SN42.12:22.5: This wearing away is visible in this very life, immediately effective, inviting inspection, relevant, so that sensible people can know it for themselves.

Ven Visakha was a sensible person.


Saṃyutta Commentary

‘Anissitāyā’ ti vaṭṭanissitaṃ katvā akathitāya.

Anissitāyā: not [with speech] that is spoken as one still subject to the round of saṃsāra.”

vaṭṭa – round/cycle [of saṃsāra].

katvā – lit. “having done”, but in commentarial Pali it’s often used idiomatically to mean “in the manner of one who…”.

akathitāya – not [with speech] spoken

Aṅguttara Commentary

‘Anissitāyā’ ti vaṭṭaṃ anissitāya. Vivaṭṭanissitameva katvā katheti, vaṭṭanissitaṃ katvā na kathetīti ayamettha adhippāyo.
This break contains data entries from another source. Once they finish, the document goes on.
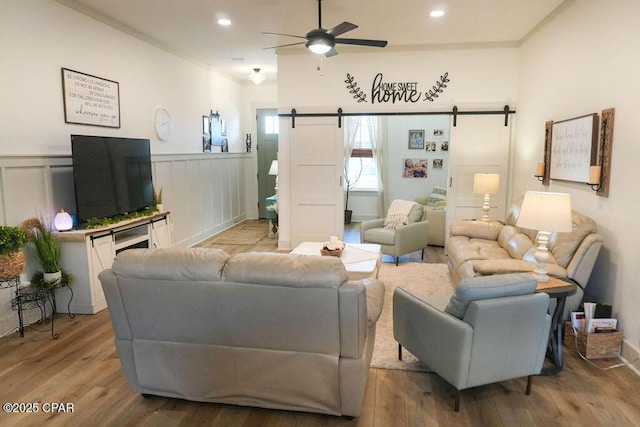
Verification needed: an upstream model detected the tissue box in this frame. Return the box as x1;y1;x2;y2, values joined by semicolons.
564;322;622;359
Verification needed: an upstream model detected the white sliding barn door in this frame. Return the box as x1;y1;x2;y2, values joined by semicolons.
290;117;344;247
447;115;513;227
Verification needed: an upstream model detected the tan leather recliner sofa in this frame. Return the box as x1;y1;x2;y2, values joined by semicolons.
445;197;603;318
99;248;384;417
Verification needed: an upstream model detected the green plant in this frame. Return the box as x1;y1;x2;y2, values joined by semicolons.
153;188;162;205
30;216;60;273
0;225;29;256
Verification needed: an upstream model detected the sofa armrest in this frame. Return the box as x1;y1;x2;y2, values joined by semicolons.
360;218;384;243
393;288;473;388
395;221;429;253
567;233;604;289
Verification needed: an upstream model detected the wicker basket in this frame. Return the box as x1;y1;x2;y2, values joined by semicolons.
320;248;342;257
0;251;25;281
564;322;622;359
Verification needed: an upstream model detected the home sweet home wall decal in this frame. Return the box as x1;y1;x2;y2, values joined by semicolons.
344;73;450;104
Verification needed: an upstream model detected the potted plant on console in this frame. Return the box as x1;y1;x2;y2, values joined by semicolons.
0;226;28;281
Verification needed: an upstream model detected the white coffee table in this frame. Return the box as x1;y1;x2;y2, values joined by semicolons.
291;242;382;280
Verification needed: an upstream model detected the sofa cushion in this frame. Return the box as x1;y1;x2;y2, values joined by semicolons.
222;252;349;288
362;228;396;246
549;211;598;268
444;273;538;319
449;220;503;240
111;247;229;281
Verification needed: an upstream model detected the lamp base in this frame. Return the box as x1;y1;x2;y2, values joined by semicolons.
533;231;551;283
480;194;491;222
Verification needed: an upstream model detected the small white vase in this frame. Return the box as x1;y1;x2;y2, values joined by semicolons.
42;271;62;285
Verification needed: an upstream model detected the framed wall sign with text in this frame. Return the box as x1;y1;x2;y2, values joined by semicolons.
62;68;120;128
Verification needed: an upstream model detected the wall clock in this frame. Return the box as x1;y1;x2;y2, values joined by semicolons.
155;108;171;141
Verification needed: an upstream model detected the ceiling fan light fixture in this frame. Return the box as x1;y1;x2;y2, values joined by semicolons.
307;40;331;55
249;68;266;85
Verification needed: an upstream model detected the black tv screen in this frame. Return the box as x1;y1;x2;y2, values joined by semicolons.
71;135;153;224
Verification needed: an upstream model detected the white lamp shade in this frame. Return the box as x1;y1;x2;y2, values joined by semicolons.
269;160;278;175
516;191;572;232
53;210;73;231
473;173;500;194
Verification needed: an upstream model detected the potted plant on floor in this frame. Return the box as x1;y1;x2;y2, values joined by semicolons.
23;216;62;287
0;226;28;281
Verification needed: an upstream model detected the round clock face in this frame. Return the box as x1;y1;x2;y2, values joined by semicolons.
155;108;171;141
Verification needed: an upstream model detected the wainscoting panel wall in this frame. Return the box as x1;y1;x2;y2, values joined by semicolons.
0;153;255;336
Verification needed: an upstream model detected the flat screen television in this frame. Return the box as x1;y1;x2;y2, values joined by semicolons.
71;135;154;225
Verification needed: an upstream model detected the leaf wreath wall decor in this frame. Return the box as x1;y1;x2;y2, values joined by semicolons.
344;73;367;102
344;72;450;104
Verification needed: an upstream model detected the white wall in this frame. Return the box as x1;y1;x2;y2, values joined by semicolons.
513;0;640;366
278;48;518;249
0;0;268;335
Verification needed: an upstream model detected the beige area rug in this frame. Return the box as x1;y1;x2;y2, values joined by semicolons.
371;262;453;371
204;224;269;247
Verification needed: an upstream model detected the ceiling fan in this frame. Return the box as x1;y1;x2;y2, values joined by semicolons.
262;0;387;57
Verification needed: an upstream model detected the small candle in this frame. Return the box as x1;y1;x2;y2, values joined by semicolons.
589;166;602;184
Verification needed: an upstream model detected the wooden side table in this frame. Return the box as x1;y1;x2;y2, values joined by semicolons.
536;277;578;375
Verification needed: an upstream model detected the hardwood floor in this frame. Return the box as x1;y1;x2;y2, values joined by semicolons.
0;222;640;427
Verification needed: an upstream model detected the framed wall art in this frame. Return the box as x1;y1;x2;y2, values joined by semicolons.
402;159;429;178
409;129;424;150
61;68;120;128
549;113;599;183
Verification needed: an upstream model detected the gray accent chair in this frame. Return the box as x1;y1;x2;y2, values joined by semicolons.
393;273;551;412
99;248;384;417
360;203;429;265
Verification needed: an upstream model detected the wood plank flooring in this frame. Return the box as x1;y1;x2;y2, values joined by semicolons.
0;223;640;427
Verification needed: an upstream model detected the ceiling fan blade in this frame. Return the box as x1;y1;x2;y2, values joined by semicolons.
262;42;306;50
327;21;358;37
324;47;338;58
262;31;306;39
336;38;387;47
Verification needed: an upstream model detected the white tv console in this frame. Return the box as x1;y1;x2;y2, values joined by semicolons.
56;212;171;314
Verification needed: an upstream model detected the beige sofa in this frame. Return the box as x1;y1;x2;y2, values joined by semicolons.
99;248;384;417
445;197;603;317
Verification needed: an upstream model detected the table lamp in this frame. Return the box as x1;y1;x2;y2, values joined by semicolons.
268;160;278;194
516;191;572;283
473;173;500;221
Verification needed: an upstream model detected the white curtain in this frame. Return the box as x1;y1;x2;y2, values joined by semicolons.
367;116;387;218
344;116;387;218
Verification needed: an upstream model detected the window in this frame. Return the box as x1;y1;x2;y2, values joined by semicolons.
264;115;279;135
346;116;378;191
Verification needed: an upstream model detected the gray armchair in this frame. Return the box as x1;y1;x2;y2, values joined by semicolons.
393;273;551;412
360;203;429;265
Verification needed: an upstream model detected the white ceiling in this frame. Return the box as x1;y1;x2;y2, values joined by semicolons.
57;0;564;83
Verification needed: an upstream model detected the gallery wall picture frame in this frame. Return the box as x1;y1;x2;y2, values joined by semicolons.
402;159;429;178
202;116;211;153
409;129;424;150
549;113;599;183
61;68;120;128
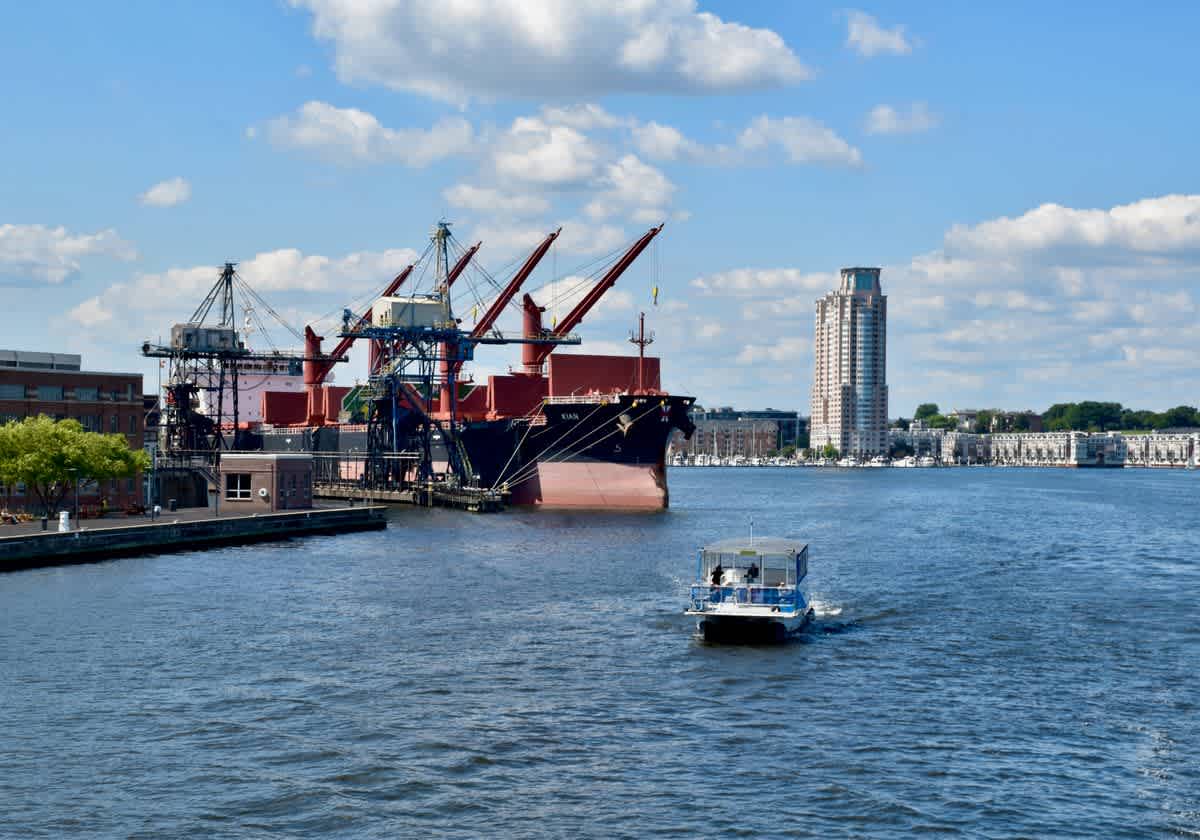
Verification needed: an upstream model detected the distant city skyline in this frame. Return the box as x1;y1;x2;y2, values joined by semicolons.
0;0;1200;415
809;266;888;457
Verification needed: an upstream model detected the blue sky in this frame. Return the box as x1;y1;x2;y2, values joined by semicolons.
0;0;1200;415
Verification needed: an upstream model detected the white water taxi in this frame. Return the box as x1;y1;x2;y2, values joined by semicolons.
685;536;812;642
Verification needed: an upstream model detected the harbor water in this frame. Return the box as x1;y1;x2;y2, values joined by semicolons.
0;468;1200;838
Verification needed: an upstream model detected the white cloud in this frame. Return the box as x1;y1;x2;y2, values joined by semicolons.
261;101;474;167
491;116;602;188
442;184;550;216
946;196;1200;259
738;115;863;167
846;11;913;58
584;155;676;222
138;178;192;208
737;336;812;365
0;224;137;283
632;121;702;161
691;269;839;295
696;320;725;341
67;248;418;336
866;102;937;134
292;0;810;103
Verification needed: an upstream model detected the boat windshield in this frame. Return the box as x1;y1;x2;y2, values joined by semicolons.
700;548;808;587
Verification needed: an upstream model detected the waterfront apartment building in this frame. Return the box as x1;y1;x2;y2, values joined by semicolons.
809;268;888;458
990;432;1126;467
0;350;144;509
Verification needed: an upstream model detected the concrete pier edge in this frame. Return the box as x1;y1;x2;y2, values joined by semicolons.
0;505;388;574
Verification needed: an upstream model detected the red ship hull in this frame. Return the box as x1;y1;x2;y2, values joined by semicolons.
511;461;670;510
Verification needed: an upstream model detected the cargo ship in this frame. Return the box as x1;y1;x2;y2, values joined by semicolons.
262;226;695;510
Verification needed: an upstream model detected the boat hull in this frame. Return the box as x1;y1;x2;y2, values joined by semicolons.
696;610;812;644
460;395;694;510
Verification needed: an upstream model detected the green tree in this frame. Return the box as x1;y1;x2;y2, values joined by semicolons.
912;402;941;420
972;410;995;434
0;415;150;514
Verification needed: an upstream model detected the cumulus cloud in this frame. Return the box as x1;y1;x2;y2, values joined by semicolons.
491;116;602;187
292;0;810;103
584;155;676;222
691;269;839;295
259;101;474;167
67;248;418;336
946;194;1200;259
0;224;137;283
138;178;192;208
738;115;863;167
737;336;812;365
846;11;913;58
442;184;550;216
866;102;937;134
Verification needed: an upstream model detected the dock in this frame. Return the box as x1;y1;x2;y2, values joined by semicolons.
312;482;505;514
0;505;388;572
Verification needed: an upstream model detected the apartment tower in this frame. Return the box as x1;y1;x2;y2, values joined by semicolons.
810;268;888;458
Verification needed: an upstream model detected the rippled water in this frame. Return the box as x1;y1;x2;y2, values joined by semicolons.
0;469;1200;838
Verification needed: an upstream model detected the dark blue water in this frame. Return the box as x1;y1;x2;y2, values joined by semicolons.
0;469;1200;838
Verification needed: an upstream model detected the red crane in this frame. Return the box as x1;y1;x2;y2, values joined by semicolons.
304;242;482;426
440;228;563;412
521;224;662;376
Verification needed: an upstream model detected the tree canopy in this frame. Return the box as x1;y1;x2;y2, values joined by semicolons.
1042;400;1200;432
0;415;150;512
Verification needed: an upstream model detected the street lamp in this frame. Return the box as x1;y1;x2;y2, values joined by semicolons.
67;467;79;528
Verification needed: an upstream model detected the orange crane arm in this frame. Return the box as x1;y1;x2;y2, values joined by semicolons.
470;228;563;338
535;224;662;364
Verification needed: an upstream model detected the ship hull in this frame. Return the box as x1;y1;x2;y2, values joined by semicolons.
460;395;694;510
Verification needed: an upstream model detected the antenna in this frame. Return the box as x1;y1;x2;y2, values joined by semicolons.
629;312;654;394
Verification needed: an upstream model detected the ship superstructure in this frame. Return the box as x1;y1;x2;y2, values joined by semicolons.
150;223;692;509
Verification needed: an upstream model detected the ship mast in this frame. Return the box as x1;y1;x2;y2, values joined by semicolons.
629;312;654;394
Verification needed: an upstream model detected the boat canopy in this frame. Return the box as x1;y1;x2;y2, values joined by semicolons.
698;536;809;587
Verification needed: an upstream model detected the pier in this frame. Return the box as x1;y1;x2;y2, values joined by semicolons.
0;505;388;572
312;482;505;514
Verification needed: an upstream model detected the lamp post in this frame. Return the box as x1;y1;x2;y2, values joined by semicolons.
67;467;79;528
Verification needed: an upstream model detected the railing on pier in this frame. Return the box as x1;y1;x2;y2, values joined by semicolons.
312;452;421;491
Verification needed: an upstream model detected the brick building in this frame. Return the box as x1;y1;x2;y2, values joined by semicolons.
0;350;144;510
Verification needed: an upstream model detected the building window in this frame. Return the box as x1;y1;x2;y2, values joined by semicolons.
226;473;250;500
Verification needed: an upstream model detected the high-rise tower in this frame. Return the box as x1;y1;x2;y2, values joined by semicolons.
810;268;888;457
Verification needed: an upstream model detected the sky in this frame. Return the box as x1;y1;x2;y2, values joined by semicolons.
0;0;1200;416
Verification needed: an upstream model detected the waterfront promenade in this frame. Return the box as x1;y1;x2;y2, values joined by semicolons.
0;505;388;572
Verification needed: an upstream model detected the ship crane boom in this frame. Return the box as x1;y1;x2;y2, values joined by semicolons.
522;224;662;373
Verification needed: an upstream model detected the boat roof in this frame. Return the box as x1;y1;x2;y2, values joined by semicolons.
703;536;808;554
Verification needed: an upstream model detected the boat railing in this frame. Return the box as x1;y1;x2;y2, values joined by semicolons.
546;391;620;406
691;583;797;610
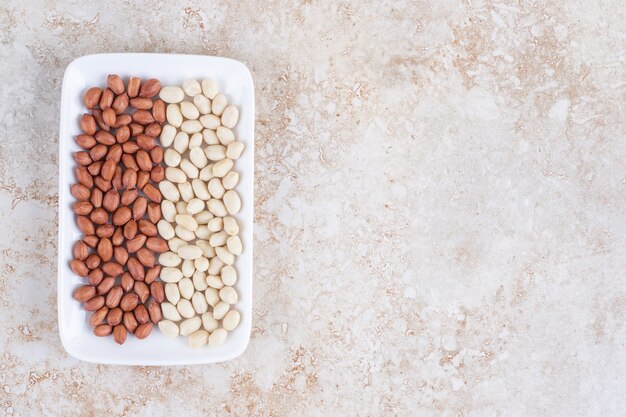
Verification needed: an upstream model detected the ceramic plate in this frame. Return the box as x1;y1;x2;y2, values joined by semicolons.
58;54;254;365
Anissitāyā – Not [with the speech] of one subject to the round of saṃsāra. He speaks only in the manner of one freed from the round of saṃsāra. He does not speak in the manner of one still subject to the round; this is the meaning here.”


Thank you Bhante. A variant of that was on my list of theories.

Even though it is a natural thing for us humans to do, I find it interesting that it is maybe being suggested that it is possible to gain some insight into the state of someone else’s attainment from their speech. Though I’m guessing that you possibly need to be close to, at, or above that attainment to make such an assessment at all successfully.

On the other hand I guess it is maybe possible for someone to speak only in the manner of one freed from the round of saṃsāra, even if one is in fact not.